Real-world portfolio structure
ai-portfolio/
├─ pipeline.sh
├─ llama.cpp/ # local LLM build (git submodule or cloned)
├─ data/ # data assets (git-ignored if large)
├─ artifacts/ # models and outputs
├─ train.py
├─ cli.sh
├─ requirements.txt
├─ Makefile
├─ Containerfile
├─ .pre-commit-config.yaml
└─ .github/workflows/python-tests.yml
Add a README that includes:
One-line project purpose.
Quickstart commands.
Hardware assumptions (CPU/GPU).
Example outputs and screenshots (curl to LLM server, training accuracy).

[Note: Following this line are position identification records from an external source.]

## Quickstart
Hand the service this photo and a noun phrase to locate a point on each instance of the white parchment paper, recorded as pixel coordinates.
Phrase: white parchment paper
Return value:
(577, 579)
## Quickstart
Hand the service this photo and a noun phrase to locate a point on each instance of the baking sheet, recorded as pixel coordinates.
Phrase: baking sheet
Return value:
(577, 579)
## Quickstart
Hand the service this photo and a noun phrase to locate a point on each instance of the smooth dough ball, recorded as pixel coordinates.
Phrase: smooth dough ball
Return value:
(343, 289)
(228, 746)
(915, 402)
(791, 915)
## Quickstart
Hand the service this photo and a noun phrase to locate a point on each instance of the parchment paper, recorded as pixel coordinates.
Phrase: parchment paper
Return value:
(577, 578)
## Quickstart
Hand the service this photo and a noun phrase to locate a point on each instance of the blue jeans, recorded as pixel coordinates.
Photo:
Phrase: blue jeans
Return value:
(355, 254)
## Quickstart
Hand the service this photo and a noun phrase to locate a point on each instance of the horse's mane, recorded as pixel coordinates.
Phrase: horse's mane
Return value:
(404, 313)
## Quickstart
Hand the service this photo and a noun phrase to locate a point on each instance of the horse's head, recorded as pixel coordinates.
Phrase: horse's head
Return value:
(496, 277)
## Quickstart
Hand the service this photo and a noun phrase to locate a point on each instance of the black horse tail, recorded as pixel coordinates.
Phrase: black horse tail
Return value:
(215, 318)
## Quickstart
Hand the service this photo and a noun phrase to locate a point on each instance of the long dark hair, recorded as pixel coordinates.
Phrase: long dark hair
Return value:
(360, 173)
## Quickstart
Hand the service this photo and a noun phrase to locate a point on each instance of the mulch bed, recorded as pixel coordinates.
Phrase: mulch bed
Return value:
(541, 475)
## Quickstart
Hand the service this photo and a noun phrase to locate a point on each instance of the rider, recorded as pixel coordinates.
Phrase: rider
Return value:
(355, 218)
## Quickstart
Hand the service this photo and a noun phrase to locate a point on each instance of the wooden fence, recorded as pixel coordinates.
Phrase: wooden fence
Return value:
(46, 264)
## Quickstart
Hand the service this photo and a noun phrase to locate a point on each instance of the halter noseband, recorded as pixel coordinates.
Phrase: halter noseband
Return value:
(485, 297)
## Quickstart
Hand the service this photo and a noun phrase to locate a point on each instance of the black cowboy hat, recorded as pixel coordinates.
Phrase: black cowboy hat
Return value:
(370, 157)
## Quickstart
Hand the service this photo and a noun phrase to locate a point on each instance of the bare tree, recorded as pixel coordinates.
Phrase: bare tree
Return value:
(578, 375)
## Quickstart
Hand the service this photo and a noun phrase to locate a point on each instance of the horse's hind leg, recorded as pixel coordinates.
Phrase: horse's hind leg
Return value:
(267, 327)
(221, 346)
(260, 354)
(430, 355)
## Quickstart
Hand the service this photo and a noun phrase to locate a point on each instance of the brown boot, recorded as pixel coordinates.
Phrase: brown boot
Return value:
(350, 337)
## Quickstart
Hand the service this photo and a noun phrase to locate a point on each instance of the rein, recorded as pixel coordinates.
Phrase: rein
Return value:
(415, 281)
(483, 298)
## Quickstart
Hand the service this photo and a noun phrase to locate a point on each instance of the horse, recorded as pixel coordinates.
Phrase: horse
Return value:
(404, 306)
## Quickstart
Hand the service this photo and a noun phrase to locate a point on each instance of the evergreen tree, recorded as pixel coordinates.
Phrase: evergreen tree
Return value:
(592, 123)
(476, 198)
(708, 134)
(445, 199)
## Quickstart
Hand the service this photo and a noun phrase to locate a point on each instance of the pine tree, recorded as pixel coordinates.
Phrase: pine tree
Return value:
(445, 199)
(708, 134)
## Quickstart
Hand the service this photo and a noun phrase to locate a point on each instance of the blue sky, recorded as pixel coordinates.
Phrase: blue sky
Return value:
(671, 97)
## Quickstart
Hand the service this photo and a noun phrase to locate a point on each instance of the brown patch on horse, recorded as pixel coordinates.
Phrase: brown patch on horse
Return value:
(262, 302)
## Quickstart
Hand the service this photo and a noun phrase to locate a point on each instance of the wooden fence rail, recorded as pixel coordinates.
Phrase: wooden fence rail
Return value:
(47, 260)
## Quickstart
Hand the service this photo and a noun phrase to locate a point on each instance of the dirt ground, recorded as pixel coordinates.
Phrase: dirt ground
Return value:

Benchmarks (paste hyperfine output).
Conclusion and next steps (CTA)
You now have all the moving parts to showcase genuine, hands-on AI engineering on Linux:
A reproducible environment.
A Bash-driven data pipeline.
Local LLM inference with llama.cpp.
A small but complete training workflow with packaging and benchmarks.
Containers, CI, and services for credibility.
Next steps:
Push your repo to GitHub/GitLab and make the README irresistible.
Write a short blog post per project explaining trade-offs and lessons learned.
Add a GPU track (CUDA or ROCm) and compare benchmarks.
Extend the LLM service with a tiny frontend or a CLI tool that pipes prompts from Bash.
Your terminal is your portfolio. Start shipping.